[PATCH v2 08/10] powerpc/opal: Add opal_async_wait_response_interruptible() to opal-async

Mon Jul 10 17:48:49 PDT 2017

On Mon, 2017-07-10 at 14:05 +0000, David Laight wrote:
> From: Cyril Bur
> > Sent: 10 July 2017 02:31
> > This patch adds an _interruptible version of opal_async_wait_response().
> > This is useful when a long running OPAL call is performed on behalf of a
> > userspace thread, for example, the opal_flash_{read,write,erase}
> > functions performed by the powernv-flash MTD driver.
> > 
> > It is foreseeable that these functions would take upwards of two minutes
> > causing the wait_event() to block long enough to cause hung task
> > warnings. Furthermore, wait_event_interruptible() is preferable as
> > otherwise there is no way for signals to stop the process which is going
> > to be confusing in userspace.
> 
> ISTM that if you are doing (something like) a flash full device erase
> (that really can take minutes) it isn't actually an interruptible
> operation - the flash chip will still be busy.
> So allowing the user process be interrupted just leaves a big mess.
> 

Agreed.

> OTOH the 'hung task' warning isn't the only problem with uninterruptible
> sleeps - the processes also count towards the 'load average'.
> Some software believes the 'load average' is a meaningful value.
> 

Yes, and because the read write and erase ops are actually calls into
firmware which in some cases completely emulates flash we can mitigate
the mess of allowing the process to be interrupted that you mention
above.

> It would be more generally useful for tasks to be able to sleep
> uninterruptibly without counting towards the 'load average' or triggering
> the 'task stuck' warning.
> (I've code somewhere that sleeps interruptibly unless there is a signal
> pending when it sleeps uninterruptibly.)
> 

I'm not sure what you mean here, if I understand correctly, this is
what I'm doing. In the patch to the powernv_flash driver which uses
opal_async_wait_response_interruptible() I essentially do the
interruptible and if it breaks early the driver determines if it is
safe to return to userspace otherwise it sleeps uninterruptibly
(hopefully not for long). I was hesitant to put that logic here and
prefered to leave it up to the caller to make the decision as to what
to do.

> WRT flash erases, 'whole device' erases aren't significantly quicker
> than sector by sector erases.

Yes, I'm rewriting some of the userspace tools we have to do everything
sector by sector. MTD interfaces allow big reads/writes and erases so
we should still handle it as best we can.
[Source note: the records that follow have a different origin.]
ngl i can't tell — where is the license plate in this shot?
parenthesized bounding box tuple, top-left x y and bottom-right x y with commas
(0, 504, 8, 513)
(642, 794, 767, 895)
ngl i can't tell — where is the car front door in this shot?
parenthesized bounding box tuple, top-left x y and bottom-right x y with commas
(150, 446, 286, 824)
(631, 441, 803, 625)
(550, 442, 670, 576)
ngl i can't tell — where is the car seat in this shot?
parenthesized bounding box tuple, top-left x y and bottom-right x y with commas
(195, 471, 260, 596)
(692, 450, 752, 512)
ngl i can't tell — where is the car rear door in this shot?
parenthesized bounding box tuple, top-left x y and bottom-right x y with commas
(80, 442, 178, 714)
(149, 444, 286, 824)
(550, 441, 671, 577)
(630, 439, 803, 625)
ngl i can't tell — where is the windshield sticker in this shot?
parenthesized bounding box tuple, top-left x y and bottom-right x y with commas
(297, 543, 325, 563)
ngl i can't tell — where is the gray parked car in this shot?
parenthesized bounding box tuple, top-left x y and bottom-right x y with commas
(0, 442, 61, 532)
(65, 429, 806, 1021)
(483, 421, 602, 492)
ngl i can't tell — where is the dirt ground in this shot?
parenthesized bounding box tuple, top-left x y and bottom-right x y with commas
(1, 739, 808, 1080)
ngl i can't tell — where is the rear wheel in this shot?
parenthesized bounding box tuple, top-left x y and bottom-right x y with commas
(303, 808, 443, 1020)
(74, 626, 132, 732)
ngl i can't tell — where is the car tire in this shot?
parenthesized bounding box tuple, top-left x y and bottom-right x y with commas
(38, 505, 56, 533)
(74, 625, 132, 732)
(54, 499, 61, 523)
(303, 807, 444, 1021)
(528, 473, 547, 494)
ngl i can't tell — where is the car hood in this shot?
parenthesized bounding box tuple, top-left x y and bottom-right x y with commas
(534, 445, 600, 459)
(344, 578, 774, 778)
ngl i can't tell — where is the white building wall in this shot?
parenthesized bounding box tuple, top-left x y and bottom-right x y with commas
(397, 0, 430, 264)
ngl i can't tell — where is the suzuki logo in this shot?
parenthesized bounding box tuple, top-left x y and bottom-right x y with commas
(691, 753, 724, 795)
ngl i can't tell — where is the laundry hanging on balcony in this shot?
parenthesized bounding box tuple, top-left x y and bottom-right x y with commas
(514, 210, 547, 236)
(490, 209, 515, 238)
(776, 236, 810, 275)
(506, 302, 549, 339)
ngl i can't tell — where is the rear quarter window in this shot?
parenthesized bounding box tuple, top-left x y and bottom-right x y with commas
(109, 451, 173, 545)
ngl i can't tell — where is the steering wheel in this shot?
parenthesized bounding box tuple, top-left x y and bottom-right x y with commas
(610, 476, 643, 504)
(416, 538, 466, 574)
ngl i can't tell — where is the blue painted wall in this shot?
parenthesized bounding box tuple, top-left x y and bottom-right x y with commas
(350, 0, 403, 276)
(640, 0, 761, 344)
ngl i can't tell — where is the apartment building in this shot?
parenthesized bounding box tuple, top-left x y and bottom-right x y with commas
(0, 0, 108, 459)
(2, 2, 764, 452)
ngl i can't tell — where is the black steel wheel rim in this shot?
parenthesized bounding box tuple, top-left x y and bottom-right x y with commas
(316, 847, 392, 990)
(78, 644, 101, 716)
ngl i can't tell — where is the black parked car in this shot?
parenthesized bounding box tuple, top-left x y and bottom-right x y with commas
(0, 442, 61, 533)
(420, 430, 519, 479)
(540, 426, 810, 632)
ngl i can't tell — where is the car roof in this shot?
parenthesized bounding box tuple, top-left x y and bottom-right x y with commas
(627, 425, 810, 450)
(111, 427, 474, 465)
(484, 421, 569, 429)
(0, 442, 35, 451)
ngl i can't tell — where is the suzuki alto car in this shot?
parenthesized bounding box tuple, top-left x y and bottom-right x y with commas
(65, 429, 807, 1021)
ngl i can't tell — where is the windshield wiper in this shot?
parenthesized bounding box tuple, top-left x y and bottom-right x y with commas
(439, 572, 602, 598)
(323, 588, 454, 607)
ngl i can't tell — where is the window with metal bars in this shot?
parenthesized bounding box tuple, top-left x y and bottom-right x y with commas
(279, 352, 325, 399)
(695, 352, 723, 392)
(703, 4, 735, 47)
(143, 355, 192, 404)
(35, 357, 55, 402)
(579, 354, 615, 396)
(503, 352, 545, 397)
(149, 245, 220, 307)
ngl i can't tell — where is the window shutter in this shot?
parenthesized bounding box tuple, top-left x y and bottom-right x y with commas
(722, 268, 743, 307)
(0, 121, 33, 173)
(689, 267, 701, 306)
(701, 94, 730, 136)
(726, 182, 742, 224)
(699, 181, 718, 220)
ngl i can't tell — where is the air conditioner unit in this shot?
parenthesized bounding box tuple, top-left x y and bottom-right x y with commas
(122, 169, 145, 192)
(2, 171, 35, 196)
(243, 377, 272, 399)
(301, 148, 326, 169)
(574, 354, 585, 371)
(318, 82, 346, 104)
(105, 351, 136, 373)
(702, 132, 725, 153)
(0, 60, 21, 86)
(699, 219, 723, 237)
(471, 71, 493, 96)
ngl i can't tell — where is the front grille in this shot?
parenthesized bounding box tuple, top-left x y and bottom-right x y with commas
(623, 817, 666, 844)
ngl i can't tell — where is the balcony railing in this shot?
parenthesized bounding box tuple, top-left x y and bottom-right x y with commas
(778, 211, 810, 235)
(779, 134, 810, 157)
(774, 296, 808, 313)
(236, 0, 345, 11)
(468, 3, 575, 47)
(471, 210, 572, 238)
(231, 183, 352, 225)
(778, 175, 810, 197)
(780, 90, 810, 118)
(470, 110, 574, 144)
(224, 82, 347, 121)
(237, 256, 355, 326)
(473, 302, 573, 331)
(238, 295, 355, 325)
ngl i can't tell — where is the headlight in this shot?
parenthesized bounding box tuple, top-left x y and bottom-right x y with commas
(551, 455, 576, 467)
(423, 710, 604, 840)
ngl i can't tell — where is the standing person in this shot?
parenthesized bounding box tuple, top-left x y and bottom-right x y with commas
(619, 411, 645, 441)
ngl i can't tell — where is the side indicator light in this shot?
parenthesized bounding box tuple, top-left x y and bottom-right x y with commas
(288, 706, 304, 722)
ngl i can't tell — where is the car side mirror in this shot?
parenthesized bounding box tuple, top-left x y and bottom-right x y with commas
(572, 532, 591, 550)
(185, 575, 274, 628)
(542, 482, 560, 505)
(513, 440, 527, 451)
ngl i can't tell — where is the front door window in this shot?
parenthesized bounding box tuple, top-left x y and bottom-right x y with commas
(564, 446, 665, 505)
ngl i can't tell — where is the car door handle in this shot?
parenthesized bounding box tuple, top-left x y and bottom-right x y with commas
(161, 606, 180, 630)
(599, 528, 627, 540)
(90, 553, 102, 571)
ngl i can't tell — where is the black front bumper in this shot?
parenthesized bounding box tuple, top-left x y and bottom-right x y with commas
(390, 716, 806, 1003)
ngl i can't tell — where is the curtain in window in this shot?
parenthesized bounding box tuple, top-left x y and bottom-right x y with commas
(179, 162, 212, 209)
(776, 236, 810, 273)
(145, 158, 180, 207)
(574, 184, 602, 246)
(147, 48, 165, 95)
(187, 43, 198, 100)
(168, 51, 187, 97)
> The latter can be interrupted between sectors.
> I'm not sure you'd want to do writes than lock down enough kernel
> memory to take even a second to complete.
> 

The MTD core actually chunks them up before passing them to the to
backing driver so I don't think holding too much memory is a problem.
Because the time spent in OPAL servicing flash calls is hard to
determine and might not even be that related to the size of the
operation, even smaller ops might still spend 'time' in OPAL.

Cyril

> 	David
>